Cyber-attacks targeting Web3 cost organizations $1.84bn in 2023 across 751 incidents, according to Certik’s Hack3d: The Web3 Security Report 2023.
The average cost per incident was $2.45m in 2023. However, there was a wide disparity between the losses suffered, with the 10 most costly attacks alone accounting for $1.11bn.
The highest costs occurred in Q3, where $686.5m was lost from 183 hacks.
The report, which examined hacks, scams, and exploits in the entire Web3 industry, found there was a 51% decline in losses from incidents in 2023 compared to 2022, when the total was $3.7bn.
However, a major factor for the reduction in losses is the fall in the value of decentralized finance (DeFi), with the time-weighted average value down by approximately 46% in 2023 compared to 2022.
How do Attackers Target Web3?
Web3 is an internet service built using decentralized blockchains, designed to put control in the hands of the users.
However, this ecosystem comes with significant cyber-risks, with threat actors frequently stealing cryptocurrency from DeFi platforms.
The Certik report found that the attack vector that caused the highest losses was private key compromise, which accounted for $880.9m in costs across just 47 incidents.
Six of the 10 most costly Web3 security incidents were due to private key compromises.
The researchers said this highlighted the importance of secure private key management among Web3 users, advising practices such as:
- Utilizing multi-signature wallets to distribute control across multiple parties
- Consider hardware wallets for high-grade key storage and cryptographic operations
- Keep backups of private keys in secure offline environments
- Define strict access control policies
- Regularly monitor and audit the use of private keys to detect any anomalies
Exit scams, when the developers of a cryptocurrency pull their funds and abandon the project to profit from investors, were the most common vector used to target Web3, at 308 incidents.
Code vulnerability and phishing also accounted for a large amount of losses across Web3, at $291m and $207m, respectively.
The report noted that wallet drainers continued to be a persistent threat in Web3 throughout the year.

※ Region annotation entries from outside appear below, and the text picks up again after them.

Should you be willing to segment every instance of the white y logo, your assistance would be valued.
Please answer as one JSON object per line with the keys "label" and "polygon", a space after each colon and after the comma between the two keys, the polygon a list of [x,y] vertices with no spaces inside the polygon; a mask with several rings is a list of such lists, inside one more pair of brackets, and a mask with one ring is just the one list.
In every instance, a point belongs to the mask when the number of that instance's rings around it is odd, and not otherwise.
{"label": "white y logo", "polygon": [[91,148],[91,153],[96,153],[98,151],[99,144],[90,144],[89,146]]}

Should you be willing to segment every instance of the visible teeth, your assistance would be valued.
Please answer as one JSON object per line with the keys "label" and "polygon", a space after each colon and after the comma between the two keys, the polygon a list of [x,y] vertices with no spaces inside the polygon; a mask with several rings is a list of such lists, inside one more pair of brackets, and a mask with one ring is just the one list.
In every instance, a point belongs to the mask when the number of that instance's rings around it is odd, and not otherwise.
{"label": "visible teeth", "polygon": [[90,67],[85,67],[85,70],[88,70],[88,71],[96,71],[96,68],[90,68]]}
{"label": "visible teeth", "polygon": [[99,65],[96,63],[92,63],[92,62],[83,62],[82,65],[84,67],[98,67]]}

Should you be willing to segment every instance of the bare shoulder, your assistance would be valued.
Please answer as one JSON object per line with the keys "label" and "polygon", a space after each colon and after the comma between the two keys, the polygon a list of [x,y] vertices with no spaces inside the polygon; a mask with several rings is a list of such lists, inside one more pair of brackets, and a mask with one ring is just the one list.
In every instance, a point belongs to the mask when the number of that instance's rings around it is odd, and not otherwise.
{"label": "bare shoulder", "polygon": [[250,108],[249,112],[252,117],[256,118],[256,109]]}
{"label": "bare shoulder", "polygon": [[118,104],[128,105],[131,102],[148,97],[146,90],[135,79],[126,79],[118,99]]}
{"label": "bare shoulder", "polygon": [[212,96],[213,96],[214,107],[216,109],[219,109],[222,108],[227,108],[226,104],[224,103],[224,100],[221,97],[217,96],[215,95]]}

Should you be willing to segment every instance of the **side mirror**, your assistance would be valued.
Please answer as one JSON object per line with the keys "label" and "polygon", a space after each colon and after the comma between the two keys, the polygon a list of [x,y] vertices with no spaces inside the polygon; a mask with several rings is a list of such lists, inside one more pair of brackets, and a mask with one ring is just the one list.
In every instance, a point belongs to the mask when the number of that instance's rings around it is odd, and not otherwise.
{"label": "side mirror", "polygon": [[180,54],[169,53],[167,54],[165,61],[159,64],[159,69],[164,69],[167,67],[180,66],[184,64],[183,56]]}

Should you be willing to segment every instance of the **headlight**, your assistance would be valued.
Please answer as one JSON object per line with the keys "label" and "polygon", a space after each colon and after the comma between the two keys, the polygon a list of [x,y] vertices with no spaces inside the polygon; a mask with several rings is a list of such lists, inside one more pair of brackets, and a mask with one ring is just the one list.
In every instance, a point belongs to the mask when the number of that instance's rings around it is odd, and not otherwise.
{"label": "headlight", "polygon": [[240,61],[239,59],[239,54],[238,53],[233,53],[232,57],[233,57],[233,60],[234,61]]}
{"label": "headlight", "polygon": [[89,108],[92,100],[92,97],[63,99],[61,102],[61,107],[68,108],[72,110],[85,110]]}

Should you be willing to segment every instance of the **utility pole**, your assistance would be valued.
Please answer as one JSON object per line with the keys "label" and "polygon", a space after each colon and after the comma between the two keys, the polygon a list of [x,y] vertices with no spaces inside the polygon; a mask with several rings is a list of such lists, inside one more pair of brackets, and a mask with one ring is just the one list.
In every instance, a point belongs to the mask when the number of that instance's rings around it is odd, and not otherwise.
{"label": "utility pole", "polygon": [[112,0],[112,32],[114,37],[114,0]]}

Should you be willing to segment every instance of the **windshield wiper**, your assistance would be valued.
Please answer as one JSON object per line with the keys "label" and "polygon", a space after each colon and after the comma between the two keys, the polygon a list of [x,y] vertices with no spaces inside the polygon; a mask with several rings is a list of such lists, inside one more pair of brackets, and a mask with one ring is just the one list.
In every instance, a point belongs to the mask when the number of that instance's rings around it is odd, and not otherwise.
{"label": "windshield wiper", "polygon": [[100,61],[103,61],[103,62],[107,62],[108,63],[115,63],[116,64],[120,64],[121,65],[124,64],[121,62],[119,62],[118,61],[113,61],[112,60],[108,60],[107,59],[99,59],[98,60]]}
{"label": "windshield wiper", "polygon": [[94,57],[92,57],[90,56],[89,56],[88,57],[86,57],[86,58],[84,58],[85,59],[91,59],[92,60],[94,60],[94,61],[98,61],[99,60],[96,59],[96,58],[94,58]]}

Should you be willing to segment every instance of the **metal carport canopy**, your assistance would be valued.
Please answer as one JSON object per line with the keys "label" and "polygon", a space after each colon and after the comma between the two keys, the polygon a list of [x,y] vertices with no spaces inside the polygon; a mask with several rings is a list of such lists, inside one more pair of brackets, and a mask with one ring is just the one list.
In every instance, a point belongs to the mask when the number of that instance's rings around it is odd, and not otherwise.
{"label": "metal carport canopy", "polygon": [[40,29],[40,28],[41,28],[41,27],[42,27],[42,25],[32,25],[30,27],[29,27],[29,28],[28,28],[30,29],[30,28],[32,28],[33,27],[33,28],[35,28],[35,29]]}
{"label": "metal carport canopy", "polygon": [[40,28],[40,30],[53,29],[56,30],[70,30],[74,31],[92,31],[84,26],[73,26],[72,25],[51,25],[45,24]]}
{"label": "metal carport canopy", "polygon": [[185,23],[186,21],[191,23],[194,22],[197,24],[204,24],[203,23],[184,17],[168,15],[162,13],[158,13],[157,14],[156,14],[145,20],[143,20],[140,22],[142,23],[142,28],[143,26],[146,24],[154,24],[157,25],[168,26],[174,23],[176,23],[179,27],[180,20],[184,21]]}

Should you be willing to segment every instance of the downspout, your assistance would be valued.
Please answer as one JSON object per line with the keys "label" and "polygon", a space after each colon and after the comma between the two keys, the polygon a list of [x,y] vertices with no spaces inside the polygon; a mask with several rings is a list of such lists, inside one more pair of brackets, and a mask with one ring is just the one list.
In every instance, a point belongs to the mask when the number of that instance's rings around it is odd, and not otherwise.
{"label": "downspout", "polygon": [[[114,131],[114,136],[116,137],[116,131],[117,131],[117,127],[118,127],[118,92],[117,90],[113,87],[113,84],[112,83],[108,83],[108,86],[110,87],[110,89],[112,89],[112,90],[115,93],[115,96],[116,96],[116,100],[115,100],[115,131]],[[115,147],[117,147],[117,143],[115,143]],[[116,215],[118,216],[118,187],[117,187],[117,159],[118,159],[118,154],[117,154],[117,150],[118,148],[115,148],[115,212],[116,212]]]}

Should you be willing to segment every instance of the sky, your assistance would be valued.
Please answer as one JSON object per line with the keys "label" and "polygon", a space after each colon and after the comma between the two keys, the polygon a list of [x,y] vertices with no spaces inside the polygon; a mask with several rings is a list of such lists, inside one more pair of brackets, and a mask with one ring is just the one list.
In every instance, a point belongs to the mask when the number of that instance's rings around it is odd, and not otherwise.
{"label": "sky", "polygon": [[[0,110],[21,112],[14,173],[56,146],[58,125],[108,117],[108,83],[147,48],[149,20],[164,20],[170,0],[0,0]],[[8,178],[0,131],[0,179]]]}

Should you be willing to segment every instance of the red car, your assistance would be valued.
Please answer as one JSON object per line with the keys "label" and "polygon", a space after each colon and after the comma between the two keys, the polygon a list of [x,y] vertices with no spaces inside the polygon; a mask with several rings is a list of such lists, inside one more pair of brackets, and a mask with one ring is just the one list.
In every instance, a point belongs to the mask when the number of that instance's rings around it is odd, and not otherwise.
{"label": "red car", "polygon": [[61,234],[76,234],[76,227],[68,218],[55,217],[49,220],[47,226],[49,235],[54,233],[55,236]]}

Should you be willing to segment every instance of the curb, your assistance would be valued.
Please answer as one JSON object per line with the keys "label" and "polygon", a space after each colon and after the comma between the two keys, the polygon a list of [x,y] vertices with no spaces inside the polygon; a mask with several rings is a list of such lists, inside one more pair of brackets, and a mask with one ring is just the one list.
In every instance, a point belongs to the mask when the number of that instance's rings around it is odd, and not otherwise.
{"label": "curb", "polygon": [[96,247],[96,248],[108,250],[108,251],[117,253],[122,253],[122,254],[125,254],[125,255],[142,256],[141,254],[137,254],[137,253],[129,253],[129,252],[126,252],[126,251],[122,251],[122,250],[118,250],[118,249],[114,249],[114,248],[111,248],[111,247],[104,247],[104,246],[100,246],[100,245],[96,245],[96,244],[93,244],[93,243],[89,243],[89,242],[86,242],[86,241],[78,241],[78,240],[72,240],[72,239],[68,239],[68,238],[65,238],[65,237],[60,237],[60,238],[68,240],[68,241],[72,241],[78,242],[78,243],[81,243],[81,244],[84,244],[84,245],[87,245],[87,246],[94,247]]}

These drainers are a type of malicious software or script that allow attackers to “drain” assets from a victim’s wallet to their own.
Security breaches affecting multiple chains accounted for $799m of losses in just 35 incidents, which Certik said highlights the persistent pain-point that is cross-chain interoperability.
BNB Chain experienced the highest number of security incidents, at 387, which led to $134m in losses. This was followed by Ethereum, with 224 incidents and $686.9m in losses.
Rise of Retroactive Bug Bounties
Another significant trend identified in 2023 was “retroactive bug bounties,” which led to $219m of stolen funds returned across 36 events.
The report cited the case of Euler Finance, in which an exploit enabled an attacker to steal $197m in March 2023.
After the exploit, Euler offered a $1m bounty for information leading to the arrest of the attackers and demanded the return of the stolen funds.
The hacker ultimately returned approximately $147.8m and expressed remorse for the attack, leading to Euler withdrawing the $1m bounty.